How to prove that there exists real polynomials $g(x), h(x)$ such that $f(x)=g^2(x)+h^2(x)$?

Question

Prove that a real polynomial $f(x)\geqslant 0, \forall x$ if and only if there exists two real polynomials $g(x), h(x)$ such that $f(x)=g^2(x)+h^2(x)$?

---

The sufficiency is trivial.

But my question is how to deal with the necessity.

---

Here is another problem that I've solved.

Suppose that real polynomial $f(x)=a_nx^n+\cdots+a_1x+a_0$ with $a_n\neq 0$ has no real root, then there exists two real polynomials $g(x)$ and $h(x)$ such that $f(x)=g^2(x)+h^2(x)$.

---

Answer 1

Hint: Factor out the real roots of $f$ to reduce to the case you've already solved.
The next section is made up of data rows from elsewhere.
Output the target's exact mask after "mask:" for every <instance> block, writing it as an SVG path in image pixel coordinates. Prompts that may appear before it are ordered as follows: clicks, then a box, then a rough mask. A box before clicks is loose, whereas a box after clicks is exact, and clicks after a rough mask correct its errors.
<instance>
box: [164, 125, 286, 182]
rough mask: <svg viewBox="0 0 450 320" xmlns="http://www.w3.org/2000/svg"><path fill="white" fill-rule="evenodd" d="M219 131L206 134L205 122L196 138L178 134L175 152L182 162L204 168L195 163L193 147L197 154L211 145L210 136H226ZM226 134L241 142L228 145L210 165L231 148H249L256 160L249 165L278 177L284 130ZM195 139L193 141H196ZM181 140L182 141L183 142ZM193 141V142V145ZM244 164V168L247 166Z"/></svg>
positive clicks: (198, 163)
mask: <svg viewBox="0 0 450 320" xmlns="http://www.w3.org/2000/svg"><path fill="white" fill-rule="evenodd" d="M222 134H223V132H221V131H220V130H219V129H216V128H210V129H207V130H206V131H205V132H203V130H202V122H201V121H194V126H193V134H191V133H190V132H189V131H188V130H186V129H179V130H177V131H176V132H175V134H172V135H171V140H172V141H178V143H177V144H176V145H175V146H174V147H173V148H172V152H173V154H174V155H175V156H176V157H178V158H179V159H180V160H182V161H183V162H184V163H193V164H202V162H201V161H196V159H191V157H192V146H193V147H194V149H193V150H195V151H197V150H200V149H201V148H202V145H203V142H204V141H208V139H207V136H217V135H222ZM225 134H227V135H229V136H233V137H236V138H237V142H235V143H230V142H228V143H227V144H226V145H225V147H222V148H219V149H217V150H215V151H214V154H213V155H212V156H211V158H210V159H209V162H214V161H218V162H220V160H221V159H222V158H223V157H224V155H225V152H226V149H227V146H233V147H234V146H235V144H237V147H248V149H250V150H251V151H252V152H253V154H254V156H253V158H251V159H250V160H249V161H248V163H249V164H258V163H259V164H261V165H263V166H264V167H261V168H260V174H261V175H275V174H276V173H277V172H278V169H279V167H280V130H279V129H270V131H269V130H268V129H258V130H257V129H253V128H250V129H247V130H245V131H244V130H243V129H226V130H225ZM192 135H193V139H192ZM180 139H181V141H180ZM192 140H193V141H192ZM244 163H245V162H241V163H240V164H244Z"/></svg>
A full solution is hidden below.

Every real root of $f$ must have even multiplicity (otherwise $f$ would change sign at the root). So we can write $f=a^2b$ for real polynomials $a$ and $b$ where $b$ has no real roots (here $a^2$ is just all the factors from the real roots of $f$). Then by the problem you say you have already solved, you can write $b=g^2+h^2$, and thus get $$f=(ag)^2+(ah)^2,$$ as desired.

Just for completeness, here's a proof of the case when $f$ has no real roots. In that case, all the complex roots of $f$ come in conjugate pairs, so we can factor $$f(x)=c(x-z_1)(x-\overline{z_1})\dots(x-z_n)(x-\overline{z_n})$$ for $c>0$ and non-real complex numbers $z_1,\dots,z_n$. Let $p(x)=\sqrt{c}(x-z_1)\dots(x-z_n)$, so $f=p\overline{p}$. Writing $p=g+ih$ where $g$ and $h$ have real coefficients, we then get $f=(g+ih)(g-ih)=g^2+h^2$.

Answer 2

Alternative proof:

Let $f_n(x) = f(x) + {1 \over n}$. Then $f_n(x) >0$ for all $n,x$.

Hence there are $g_n,h_n$ such that $f(x) +{ 1\over n}= g_n^2(x)+h_n^2(x)$ for all $n,x$. The degrees of $g_n,h_n$ are bounded by the degree of $f$ hence there is some subsequence such that $g_{n_k} \to g$ and $h_{n_k} \to h$ using, say, the $C[0,1]$ norm. Then $g,h$ are polynomials and $f(x) = g^2(x)+h^2(x)$ for all $x$.